22.3.06

Celui qui brûle un livre....

La Croix 21-03-2006

Des livres rares volés ou brûlés

Des livres religieux rares et de grande valeur ont été brûlés ou volés lors de l’occupation de la Sorbonne dans la nuit du 10 au 11 mars
Ce ne sont pas seulement des centaines de tables et de chaises qui ont été détruites à la Sorbonne dans la nuit du 10 au 11 mars. Les quelque 300 personnes, étudiants ou non, qui ont occupé les lieux auraient également fait main basse sur des ouvrages d’une grande valeur historique.
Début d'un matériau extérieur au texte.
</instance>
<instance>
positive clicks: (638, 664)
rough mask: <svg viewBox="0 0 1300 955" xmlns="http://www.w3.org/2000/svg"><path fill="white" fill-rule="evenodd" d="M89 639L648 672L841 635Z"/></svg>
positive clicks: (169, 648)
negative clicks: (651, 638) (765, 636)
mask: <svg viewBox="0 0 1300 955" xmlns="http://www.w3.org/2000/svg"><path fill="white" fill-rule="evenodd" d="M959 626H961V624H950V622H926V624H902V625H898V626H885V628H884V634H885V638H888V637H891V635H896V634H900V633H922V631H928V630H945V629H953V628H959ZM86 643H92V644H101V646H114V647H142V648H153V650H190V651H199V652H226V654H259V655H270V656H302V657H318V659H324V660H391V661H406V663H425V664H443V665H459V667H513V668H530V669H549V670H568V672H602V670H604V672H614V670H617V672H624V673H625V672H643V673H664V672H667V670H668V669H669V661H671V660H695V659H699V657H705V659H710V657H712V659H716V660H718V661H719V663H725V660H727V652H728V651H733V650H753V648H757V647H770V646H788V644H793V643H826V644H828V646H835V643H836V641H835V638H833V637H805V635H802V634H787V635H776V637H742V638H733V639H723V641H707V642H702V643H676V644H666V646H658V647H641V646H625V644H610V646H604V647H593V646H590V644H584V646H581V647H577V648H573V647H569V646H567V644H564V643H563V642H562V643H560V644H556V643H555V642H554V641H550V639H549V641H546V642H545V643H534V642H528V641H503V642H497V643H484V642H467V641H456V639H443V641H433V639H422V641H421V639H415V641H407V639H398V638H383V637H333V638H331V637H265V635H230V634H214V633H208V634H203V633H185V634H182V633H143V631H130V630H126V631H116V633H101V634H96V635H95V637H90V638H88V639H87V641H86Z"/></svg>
Une première liste de livres brûlés sur place ou volés vient d’être transmise au recteur de Paris par le directeur des études de l’École des Chartes, Jérôme Belmon.
Les six titres (1) recensés sont des cartulaires ecclésiastiques de la fin du XIXe siècle. Plus précisément, il s’agit de chartes d’abbayes d’Île-de-France, dans lesquels étaient consignés tous les documents officiels ou de droit privé depuis le Moyen Âge.
« Les cartulaires ecclésiastiques sont souvent les seuls à avoir traversé les siècles en raison de la pérennité des institutions religieuses, explique Jérôme Belmon. Ces ouvrages qui contiennent des documents pouvant dater du Xe siècle représentent une source très riche pour la connaissance du Moyen Âge. » D’une valeur pouvant atteindre 1 000 à 2 000 € sur le marché du livre ancien, ces ouvrages sont très rares mais heureusement pas uniques. « La Bibliothèque nationale de France conserve notamment un exemplaire de chacun », indique Jérôme Belmon.
L’absence des neuf volumes a pu être très vite relevée par la direction de l’École nationale des Chartes – localisée à la Sorbonne et qui forme le personnel scientifique chargé de la conservation du patrimoine – car ils avaient été sortis des rayons dans le cadre d’un programme de numérisation de cartulaires confié à une entreprise extérieure. Le local où ils étaient stockés a été entièrement vandalisé. Sept ordinateurs portables ont ainsi été volés.

Neufs volumes disparus

Que sont devenus les neuf volumes ? L’École nationale des Chartes privilégie «l’hypothèse que ces ouvrages aient pu être brûlés près de la chapelle» de la Sorbonne, selon le courrier adressé au recteur Maurice Quenet. Il faudra, en revanche, beaucoup plus de temps pour dresser un inventaire précis des autres livres manquants. Parmi les 25 bibliothèques que compte la célèbre université, celle de l’École nationale des Chartes est l’une des plus prestigieuses avec ses 100 000 volumes référencés.
Dans les heures qui ont suivi l’évacuation des lieux par les forces de l’ordre, plusieurs livres ont été retrouvés dans la cour ou dans les rues avoisinantes. «Leurs reliures ont souffert mais on a pu sauvegarder le contenu», précise Jérôme Belmon qui tient à écarter l’hypothèse d’un autodafé général : « D’autres livres étaient entreposés sur le bord de fenêtres. Pour jeter des chaises dans la rue, les occupants ont pris soin de les déplacer et de les empiler à côté. »
Pour l’heure, le site de la Montagne-Sainte-Geneviève reste protégé par un important dispositif de sécurité et totalement fermé à ses 12 000 étudiants. La décision de réouverture dépend de l’avis d’une commission de sécurité de la préfecture qui doit visiter les lieux aujourd’hui. « 50 extincteurs et tout le dispositif de détection d’incendie ont été vandalisés », rappelle Nicolas Boudot, chef de cabinet du recteur. Même en cas d’avis favorable, la décision de réouverture ne sera prise que si des garanties suffisantes sont obtenues auprès des étudiants grévistes. Ce qui semble loin d’être acquis.

Bernard GORCE

(1) Les cartulaires sont ceux de Saint-Leu d’Esserent, de Saint-Christophe en Halatte, de l’abbaye de Morienval, de Notre-Dame de Chartres, du prieuré de Saint-Godon-sur-Loire et de Saint-Thomas d’Epernon.